— Теперь насчет мелкой сволочи, — говорит Листер присным. — Элинор и Кловис часть публики берут на себя и ведут в гостиную. Мы с Элоиз проводим пресс-конференцию в буфетной. Адриан, Айрин могут провести круглый стол на кухне вместе с Пабло, олицетворяя точку зрения молодежи. Мистер Сэмюэл, мистер Макгир — вы можете курсировать.
Все располагаются соответственно его указаниям. Вспышки камер. Микрофоны перебрасываются из уст в уста, как раздаваемые оголодавшим паломникам горячие хот-доги.
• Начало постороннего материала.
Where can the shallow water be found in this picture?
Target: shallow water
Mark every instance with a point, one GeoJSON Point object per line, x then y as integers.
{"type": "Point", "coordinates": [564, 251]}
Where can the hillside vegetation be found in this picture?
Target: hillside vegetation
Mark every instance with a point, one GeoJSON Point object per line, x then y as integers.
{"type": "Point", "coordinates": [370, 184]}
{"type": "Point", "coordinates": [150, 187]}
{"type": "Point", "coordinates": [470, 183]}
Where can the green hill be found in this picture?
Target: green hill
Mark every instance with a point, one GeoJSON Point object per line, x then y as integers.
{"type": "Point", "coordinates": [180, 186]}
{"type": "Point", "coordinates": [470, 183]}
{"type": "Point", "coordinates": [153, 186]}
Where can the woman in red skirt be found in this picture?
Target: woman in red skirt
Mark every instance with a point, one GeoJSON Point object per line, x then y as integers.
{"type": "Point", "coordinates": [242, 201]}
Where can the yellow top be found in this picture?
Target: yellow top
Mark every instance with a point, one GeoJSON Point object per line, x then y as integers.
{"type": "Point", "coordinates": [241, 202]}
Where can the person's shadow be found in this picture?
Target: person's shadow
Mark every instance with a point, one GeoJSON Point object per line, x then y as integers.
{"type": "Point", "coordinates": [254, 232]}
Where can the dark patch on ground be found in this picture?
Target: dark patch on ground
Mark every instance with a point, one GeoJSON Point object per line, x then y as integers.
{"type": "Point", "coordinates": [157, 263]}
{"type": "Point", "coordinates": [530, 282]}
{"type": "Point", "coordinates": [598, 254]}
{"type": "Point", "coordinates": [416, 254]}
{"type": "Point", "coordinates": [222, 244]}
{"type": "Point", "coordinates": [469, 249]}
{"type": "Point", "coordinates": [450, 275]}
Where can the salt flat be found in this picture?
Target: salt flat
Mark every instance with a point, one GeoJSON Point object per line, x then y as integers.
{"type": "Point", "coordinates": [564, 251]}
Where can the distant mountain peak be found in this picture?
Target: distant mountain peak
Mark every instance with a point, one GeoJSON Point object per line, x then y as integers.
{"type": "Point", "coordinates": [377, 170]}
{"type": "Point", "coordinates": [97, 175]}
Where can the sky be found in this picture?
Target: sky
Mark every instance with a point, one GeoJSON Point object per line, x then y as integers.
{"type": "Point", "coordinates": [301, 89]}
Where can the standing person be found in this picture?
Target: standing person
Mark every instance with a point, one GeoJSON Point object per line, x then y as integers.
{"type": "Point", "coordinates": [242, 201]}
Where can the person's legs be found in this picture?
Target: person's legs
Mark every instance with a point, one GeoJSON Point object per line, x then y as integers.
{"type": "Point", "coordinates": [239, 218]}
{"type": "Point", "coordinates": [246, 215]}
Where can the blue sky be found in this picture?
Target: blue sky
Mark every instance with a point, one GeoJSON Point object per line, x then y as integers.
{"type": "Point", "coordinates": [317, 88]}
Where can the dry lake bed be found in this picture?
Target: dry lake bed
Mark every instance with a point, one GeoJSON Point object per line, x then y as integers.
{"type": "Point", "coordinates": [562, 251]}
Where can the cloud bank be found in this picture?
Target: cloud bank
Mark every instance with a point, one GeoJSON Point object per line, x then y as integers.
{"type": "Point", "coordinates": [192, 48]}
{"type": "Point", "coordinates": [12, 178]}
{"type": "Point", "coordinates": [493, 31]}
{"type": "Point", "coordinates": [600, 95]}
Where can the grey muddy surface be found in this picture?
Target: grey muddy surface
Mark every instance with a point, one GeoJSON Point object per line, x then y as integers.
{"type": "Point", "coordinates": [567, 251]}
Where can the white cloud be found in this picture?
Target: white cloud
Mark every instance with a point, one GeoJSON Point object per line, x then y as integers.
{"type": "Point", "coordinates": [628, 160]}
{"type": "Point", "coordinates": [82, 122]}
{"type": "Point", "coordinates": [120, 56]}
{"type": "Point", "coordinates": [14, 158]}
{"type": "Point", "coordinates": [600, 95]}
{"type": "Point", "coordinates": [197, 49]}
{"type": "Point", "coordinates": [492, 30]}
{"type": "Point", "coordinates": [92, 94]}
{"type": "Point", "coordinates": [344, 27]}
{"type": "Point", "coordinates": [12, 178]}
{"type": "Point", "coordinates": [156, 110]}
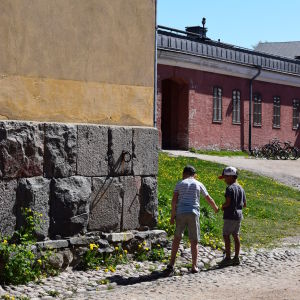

Все голоса заглушает дикий вопль: это наверху приступает к завтраку молодожен.
Элинор говорит:
— Как конь — понес и мчится, без седока, неведомо куда.
Адриан говорит:
— Бегство педераста.
На что интервьюер, не расслышав из-за шума, отзывается:
— Бегство целой расы?
— Нет, — отвечает Адриан.
Листер рассказывает:
— ...и вот, значит, одно время, в юности, я был профессиональным клакером. Аплодировал самым знаменитейшим певцам в мире. Оплачивалось это прилично, но ведь и то сказать, аплодисменты требуют умения — это искусство, тут важно чувство времени...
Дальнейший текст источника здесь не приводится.